-
Notifications
You must be signed in to change notification settings - Fork 0
In depth metadata guide
In MorPhiC, the metadata is defined and validated by the MorPhiC Metadata Schema. However, in order for the metadata to be more accessible to the users, the input is generated as a metadata spreadsheet, which the user can fill in order to describe their experiment.
This document is an in-depth walkthrough for filling out the metadata spreadsheet.
Prior to metadata entry, a spreadsheet is generated reflecting the user's lab experimental requirements. For doing that, we have generated a series of diagrams that encapsulate the experiments we are expecting to receive, and the user will receive a tailored version of the spreadsheet that, while adhering to the metadata schema, reflects the needs of the user.
A description of each of the tabs is given below:
This is the general information about the user's dataset. We define a dataset as a minimal collection of data and metadata:
- That shares a unique set of Data Usage restrictions, as defined by the Data Use Ontology (DUO) under
data use modifier
- That utilises a single parental cell line (e.g. KOLF2.1J)
- That uses a single type of biomaterial (iPSCs, hESCs, Organoid, Embryoid body)
- Whose parameters extracted from the biomaterials were obtained following the same set of procedures (Readout assay)
- Tied to a single data-producing institute (DPC)
- Expected to be produced by a DPC and delivered to the DRACC in a timeline.
On this tab, the user will be filling out general details about their experiment, such as point of contact, a general description of the data that is going to contain, readout assay used to generate this data, and many other fields. For specific details about all the fields you can find in this tab, please refer to the [Dataset documentation] TBD
This is the metadata gathered for the cell lines. The user will find 2 different tabs:
- Cell line: Attributes related to the generated cell line after being modified with a
expression alteration strategy
protocol. That includes:- Which parental cell line derives from
- Experimental-related metadata to identify it (e.g. Clone ID) or to define it (e.g. Cell line type)
- Other biologically-relevant metadata (e.g. Zygosity, Model system)
- Differentiated cell line: Attributes related to the cell line after a period of differentiation. That includes:
- Which
Cell line
derives from - Other biologycally-relevant metadata (e.g.
Differentiation protocol
)
- Which
On these tabs, more than one row can be filled out, allowing multiple cell lines or differentiated cell lines to be registered at the same time. Once registered, these get associated with a dataset.
These are the attributes gathered about the method used to alter the gene expression in the cell lines used for the experiment.
The information registered here will be used to understand which genes are affected by this technique, how the technique has
affected them (e.g. targeted genomic region
), and a general description of the protocol itself.
For datasets which generate transcriptomics/genomics data, this tab collects the information related to the library preparation. Currently, most of the information is extracted through the links, such as: What method was used to generate the library, what method was used to dissociated the cells (If any).
For datasets which generate transcriptomics/genomics data, this tab collects the information related to the attributes of the
different sequence files. These attributes are then used to understand the content of the file; fields such as type of read
(read 1, read 2, Index 1) and lane index
.
In this section, we will go into detail into how to interpret the spreadsheet.
Each of the columns of the metadata spreadsheet aims to be self-explanatory; if you find out that that's not the case, please contact us and we will do our best to improve the description we provide for the field.
Each of the rows is used for a different thing:
- Row 1: User friendly name of the field. This should be a short title for the attribute the rows below need to describe.
- Row 2: Short description of the field.
- Row 3: Guidelines. This should include, when necessary, a list of the controlled vocabulary used, examples, and other important directions when filling out the field.

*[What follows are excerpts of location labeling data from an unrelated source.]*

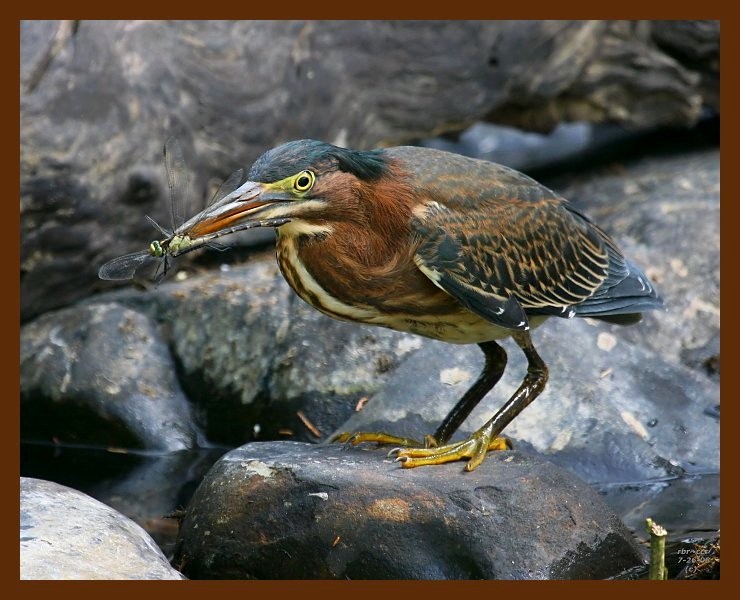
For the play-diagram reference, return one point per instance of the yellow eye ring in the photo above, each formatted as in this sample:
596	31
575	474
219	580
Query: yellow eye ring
304	181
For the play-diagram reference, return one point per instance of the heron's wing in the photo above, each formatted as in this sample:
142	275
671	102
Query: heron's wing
500	257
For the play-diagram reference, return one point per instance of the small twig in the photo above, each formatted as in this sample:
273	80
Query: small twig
310	426
65	30
657	550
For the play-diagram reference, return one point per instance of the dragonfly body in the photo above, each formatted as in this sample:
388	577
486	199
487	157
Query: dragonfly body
177	240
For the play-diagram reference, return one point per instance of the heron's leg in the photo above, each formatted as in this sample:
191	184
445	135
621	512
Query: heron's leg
475	447
492	372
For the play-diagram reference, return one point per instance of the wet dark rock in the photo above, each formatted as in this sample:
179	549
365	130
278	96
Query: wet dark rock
149	488
65	534
99	98
686	506
622	414
622	403
251	355
101	375
284	510
665	214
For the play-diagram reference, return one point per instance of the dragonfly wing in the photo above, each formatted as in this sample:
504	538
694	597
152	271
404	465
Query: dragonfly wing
177	180
125	266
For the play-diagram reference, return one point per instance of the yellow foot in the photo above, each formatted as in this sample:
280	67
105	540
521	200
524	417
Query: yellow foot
473	448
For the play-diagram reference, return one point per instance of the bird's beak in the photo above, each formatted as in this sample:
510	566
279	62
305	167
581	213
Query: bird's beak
252	201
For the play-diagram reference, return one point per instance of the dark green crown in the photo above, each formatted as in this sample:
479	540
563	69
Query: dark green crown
290	158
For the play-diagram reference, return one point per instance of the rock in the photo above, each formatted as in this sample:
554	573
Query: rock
665	214
622	403
285	510
85	187
622	414
65	534
101	375
252	355
149	488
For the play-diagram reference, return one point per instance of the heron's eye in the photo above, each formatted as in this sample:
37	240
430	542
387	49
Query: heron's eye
304	181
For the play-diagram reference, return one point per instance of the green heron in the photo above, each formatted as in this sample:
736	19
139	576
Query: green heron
437	244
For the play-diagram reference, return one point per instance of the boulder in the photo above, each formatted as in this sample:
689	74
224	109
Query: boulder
101	375
288	510
65	534
99	98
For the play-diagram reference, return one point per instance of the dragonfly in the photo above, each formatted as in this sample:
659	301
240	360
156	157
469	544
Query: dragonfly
177	241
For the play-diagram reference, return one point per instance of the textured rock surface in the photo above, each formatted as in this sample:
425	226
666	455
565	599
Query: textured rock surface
284	510
101	375
252	355
65	534
98	99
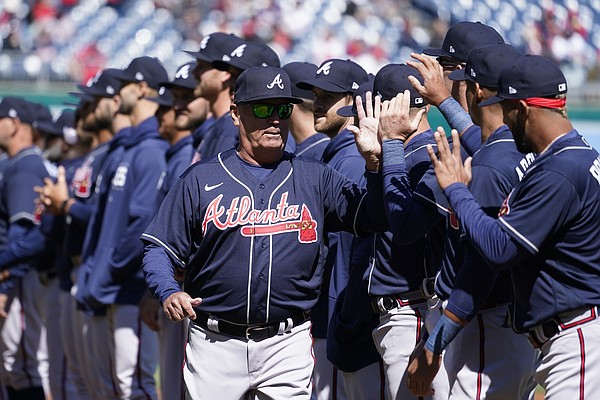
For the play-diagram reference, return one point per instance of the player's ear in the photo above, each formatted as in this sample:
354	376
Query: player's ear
235	114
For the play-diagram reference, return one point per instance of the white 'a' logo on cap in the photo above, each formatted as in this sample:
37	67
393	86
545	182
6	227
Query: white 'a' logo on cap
204	42
276	81
184	72
324	69
239	51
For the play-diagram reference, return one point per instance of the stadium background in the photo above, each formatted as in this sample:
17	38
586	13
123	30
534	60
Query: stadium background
48	46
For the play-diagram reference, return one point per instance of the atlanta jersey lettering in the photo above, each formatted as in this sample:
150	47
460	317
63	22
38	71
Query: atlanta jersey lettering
251	246
554	212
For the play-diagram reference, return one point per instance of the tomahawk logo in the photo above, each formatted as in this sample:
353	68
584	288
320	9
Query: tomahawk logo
204	42
324	69
276	81
184	72
283	218
239	51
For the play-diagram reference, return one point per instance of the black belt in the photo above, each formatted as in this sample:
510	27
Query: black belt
383	304
542	333
250	332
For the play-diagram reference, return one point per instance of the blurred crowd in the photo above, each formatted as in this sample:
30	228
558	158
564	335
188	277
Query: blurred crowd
373	32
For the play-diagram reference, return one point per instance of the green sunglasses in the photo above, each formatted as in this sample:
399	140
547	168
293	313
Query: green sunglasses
264	111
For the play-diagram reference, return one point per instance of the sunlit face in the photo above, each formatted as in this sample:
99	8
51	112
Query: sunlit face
130	94
515	119
262	139
166	122
190	111
326	104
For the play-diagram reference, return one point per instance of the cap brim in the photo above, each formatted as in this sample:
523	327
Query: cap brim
199	56
346	111
293	100
433	52
490	101
458	75
321	84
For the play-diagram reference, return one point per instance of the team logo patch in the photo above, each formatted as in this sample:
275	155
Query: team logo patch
284	218
276	81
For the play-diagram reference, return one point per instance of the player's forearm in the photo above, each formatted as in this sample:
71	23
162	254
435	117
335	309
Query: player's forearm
159	272
483	231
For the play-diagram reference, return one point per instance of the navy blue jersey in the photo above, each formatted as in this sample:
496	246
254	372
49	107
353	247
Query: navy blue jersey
116	277
250	246
177	161
397	267
313	147
496	168
18	206
220	136
97	206
554	213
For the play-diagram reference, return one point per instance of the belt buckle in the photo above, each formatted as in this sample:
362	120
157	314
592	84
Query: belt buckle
252	330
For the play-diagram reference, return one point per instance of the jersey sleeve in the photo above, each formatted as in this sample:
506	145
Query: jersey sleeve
534	214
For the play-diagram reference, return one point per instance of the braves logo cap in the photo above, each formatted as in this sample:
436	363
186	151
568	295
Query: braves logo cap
484	64
104	84
183	77
393	79
144	69
247	55
62	126
264	83
463	37
529	76
337	76
214	45
350	111
299	71
17	107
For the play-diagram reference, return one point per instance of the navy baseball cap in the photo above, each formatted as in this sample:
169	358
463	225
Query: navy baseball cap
264	83
62	126
104	84
164	98
463	37
350	111
144	69
484	64
247	55
183	78
299	71
393	79
337	76
526	77
213	46
17	107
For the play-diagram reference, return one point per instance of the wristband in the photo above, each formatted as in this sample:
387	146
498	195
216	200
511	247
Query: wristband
444	332
63	205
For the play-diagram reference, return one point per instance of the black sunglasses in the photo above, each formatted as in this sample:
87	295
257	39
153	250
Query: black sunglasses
264	111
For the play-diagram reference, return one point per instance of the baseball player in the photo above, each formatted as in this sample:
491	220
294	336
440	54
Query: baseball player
116	280
394	272
22	295
309	143
547	232
247	227
333	86
499	366
214	86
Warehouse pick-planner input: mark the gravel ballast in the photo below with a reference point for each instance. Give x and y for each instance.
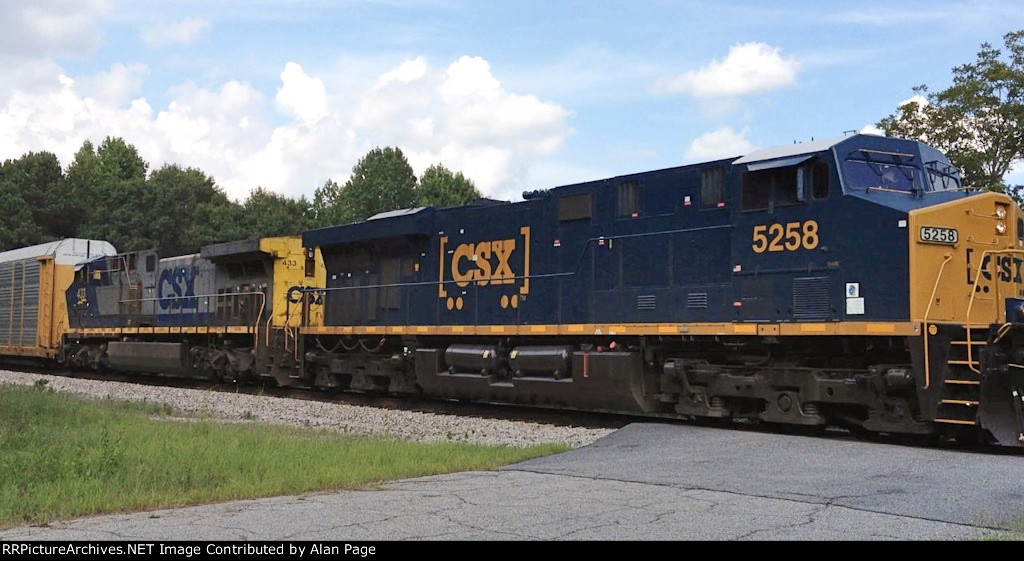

- Row 4: Programmatic name of the field. As a contributor, you don't need to worry about this row: this is later used to import the spreadsheet and ensure the fields map to the JSON metadata schema.
- Row 5: This is a separator row. Nothing will be extracted from this row.
- Rows 6+: This is where the information is extracted. Please fill each row as a separate entity.
The word ID is repeated on almost all the tabs in the metadata spreadsheet. In the context of metadata gathering, there is
an important distinction to make here: an ID refers to a unique ID within the dataset to which certain attributes are associated.
In a real world scenario, a Cell line ID
could be kolf2_knock1_a
, and could refer to the metadata associated with the
clone A, derived from KOLF2.2J after an expression alteration strategy
protocol.
That ID is later used to link to the next step in the experiment, e.g. to the differentiated cell line kolf2_knock1_a_differentationA_1day
,
and later to a file. Having this experimental layout linked like this allows for the data portal and data consumers to extract
from a file all the metadata that is relevant from each stage in the experimental process.